Clive Dove wrote:
> (E-Mail Removed) wrote:
>
> > Michael Heiming wrote:
> >> In comp.os.linux.networking (E-Mail Removed):
> >> > Background: The company I work for has been acquired buy a Windows
> >> > Shop. Our office will become a "remote office" with all new
> >> > networking
> >>
> >> My condolences.
> >>
> >> > equipment. We will be permitted to maintain our existing
> >> > "development infrastructure", which I define as "whatever I like".
> >>
> >> > They will be providing a dhcp service from a remote server via
> >> > proxyarp through a Cisco switch/router. I would like to use my own
> >> > dhcp server (for lots of reasons). Is there any clever way to make
> >> > it so that my
> >>
> >> IIRC not, doze dhcp doesn't allow to run in ha/failover mode like
> >> isc dhcp allows in addition to other limits. Perhaps just setup
> >> your own IP range put the clients behind and simply NAT the
> >> clients through the Linux(dhcp) server to the company LAN?
> >
> > Unfortunately, that's not an option either.
> >
> >>
> >> [..]
> >>
> >> --
> >> Michael Heiming (X-PGP-Sig > GPG-Key ID: EDD27B94)
> >> mail: echo (E-Mail Removed) | perl -pe 'y/a-z/n-za-m/'
> >> #bofh excuse 215: High nuclear activity in your area.
>
>
> Would you please give us some more information as to why a NAT router is
> not an option.
I won't have access to the switch or any other network equipment.

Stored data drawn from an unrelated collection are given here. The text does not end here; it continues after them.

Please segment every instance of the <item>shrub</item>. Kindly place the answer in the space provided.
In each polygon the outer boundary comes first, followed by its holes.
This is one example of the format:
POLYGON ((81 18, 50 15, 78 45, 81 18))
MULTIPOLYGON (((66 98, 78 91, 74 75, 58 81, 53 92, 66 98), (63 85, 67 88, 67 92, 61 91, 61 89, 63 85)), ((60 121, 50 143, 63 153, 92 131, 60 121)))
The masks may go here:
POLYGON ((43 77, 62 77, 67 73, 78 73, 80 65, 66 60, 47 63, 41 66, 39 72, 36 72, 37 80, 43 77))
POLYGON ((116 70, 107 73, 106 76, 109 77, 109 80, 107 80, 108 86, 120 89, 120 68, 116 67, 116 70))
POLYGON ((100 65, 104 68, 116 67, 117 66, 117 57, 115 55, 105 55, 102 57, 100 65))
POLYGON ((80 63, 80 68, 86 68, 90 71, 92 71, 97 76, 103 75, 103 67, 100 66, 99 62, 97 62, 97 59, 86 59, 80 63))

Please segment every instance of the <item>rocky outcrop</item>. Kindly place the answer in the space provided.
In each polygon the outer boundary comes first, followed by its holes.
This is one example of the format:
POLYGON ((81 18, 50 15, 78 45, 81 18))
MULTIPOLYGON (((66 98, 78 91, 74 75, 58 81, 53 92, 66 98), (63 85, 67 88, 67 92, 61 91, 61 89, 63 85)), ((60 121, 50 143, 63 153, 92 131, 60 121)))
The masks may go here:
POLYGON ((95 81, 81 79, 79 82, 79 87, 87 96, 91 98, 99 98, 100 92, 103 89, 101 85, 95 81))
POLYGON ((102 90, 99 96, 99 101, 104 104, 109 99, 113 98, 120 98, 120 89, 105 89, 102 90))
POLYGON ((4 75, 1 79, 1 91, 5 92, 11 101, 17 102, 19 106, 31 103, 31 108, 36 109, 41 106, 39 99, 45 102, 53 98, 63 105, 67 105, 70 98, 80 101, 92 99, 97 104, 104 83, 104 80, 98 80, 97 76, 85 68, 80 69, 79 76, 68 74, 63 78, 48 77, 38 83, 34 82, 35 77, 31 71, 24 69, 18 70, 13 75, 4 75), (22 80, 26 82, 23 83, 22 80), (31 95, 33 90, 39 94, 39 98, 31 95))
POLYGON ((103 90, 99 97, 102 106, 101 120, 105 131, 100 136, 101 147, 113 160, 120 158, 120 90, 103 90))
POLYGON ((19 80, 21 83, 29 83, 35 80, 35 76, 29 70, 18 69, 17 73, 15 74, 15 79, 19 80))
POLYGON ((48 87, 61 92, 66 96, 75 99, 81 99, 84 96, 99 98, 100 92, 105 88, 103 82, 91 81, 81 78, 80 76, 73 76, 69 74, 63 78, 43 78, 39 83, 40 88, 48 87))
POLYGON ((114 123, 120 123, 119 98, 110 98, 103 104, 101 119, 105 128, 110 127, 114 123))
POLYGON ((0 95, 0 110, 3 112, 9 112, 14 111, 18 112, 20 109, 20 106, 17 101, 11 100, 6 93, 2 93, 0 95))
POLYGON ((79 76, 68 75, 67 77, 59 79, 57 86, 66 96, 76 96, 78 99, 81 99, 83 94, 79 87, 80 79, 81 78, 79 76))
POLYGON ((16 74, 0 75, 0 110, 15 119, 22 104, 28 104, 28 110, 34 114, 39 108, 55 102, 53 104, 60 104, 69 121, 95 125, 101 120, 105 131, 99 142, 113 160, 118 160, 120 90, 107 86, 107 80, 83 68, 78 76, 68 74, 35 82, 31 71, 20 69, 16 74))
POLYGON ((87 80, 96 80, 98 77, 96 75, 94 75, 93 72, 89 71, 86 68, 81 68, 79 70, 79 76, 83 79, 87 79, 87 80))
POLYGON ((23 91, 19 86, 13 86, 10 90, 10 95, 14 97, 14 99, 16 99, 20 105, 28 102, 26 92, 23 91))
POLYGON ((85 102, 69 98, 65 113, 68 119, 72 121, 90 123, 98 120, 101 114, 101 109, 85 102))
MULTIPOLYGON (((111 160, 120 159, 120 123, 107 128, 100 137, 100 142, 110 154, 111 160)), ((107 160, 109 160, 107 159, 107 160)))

Everything owned by "corporate IS" will be caged off. I'll only have a
punch panel with a bunch of RJ45 ports. I could pick one of those and
make myself a separate network behind theirs, but that would be a
little too conspicuous. If they only see traffic coming from one IP
address they'll know something's up. If the get no DHCP leases, they'll
just assume I gave static IPs to all the engineers.